Tullibole churchyard

A swift hop across the Forth road bridge and we were soon heading for our next site, the old Tullibole churchyard near Crook of Devon. Abandoned in 1729, this desolate site is dominated by four large yew trees that completely obscure the Montcrieff memorial obelisk on its little hillock to the south of the church. Only low ruined walls remain of the church and the site is overgrown and uneven, yet it appears to be of great antiquity judging by the egg-shaped enclosure walls containing some positively cyclopean stonework. A laminated interpretation board by the obelisk gives some details about the surviving gravestones and also documents the trials here of local witches in the17th Century, when all 13 members of a local coven at Crook of Devon were sentenced to strangulation and burning. Witchcraft seems to have been widespread in this area, and also on the other side of the Ochil Hills at Dunning, where a coven of 7 witches was recorded and a local witch’s memorial to Maggie Wall still has its inscription repainted by persons unknown every year or so.

The current traverses a remote stretch of the Ochils that is not easily accessible by car, so our next stop was on the other side in Strathearn, at another of St. Serf’s churches at Dunning, where he is reputed to have slain a great dragon. I’ve visited and dowsed this church several times now and Dunning is a fascinating place to visit. On this occasion, we found that the church was closed for renovation apart from the tower. This houses the famous Dupplin Cross, a Pictish memorial stone that once stood on the north side of the River Earn overlooking Forteviot and Dunning. It has a  rather nice dragon carving on the side.
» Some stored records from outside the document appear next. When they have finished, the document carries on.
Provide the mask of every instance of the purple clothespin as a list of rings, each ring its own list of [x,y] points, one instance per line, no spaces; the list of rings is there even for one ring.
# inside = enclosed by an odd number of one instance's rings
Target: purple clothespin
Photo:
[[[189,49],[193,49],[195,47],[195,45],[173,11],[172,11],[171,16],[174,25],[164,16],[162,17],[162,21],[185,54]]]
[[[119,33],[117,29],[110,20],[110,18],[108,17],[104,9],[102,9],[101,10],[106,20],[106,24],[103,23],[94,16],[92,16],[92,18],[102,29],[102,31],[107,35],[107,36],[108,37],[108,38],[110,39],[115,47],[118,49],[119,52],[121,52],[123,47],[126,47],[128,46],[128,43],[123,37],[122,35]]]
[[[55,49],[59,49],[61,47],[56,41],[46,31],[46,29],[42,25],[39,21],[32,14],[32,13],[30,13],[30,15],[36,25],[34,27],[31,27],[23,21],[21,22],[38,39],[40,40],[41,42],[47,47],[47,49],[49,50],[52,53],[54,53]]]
Dragon on the Dupplin Cross

The male current, which of course is the ‘great dragon’ slain by St. Serf’s act of foundation here, flows through the square in Dunning, passing through the water fountain outside the churchyard, and then into the tower on a diagonal to run through the Cross and out the north side of the church, where it runs more or less northwards to a standing stone in a field on the edge of town, before swinging eastwards again on its way to Forteviot and Scone, where it is reunited with the female flow. But the weather had closed in by now and it was getting a bit late in the day, so reluctantly I bade farewell to Gary and Caroline and headed back to Glasgow.

 

My thanks to Gary and Caroline for allowing me to spend the day with them and hopefully contribute in some small way to their research. Gary’s book ‘The Spine of Albion’ is due to be published by the end of 2011.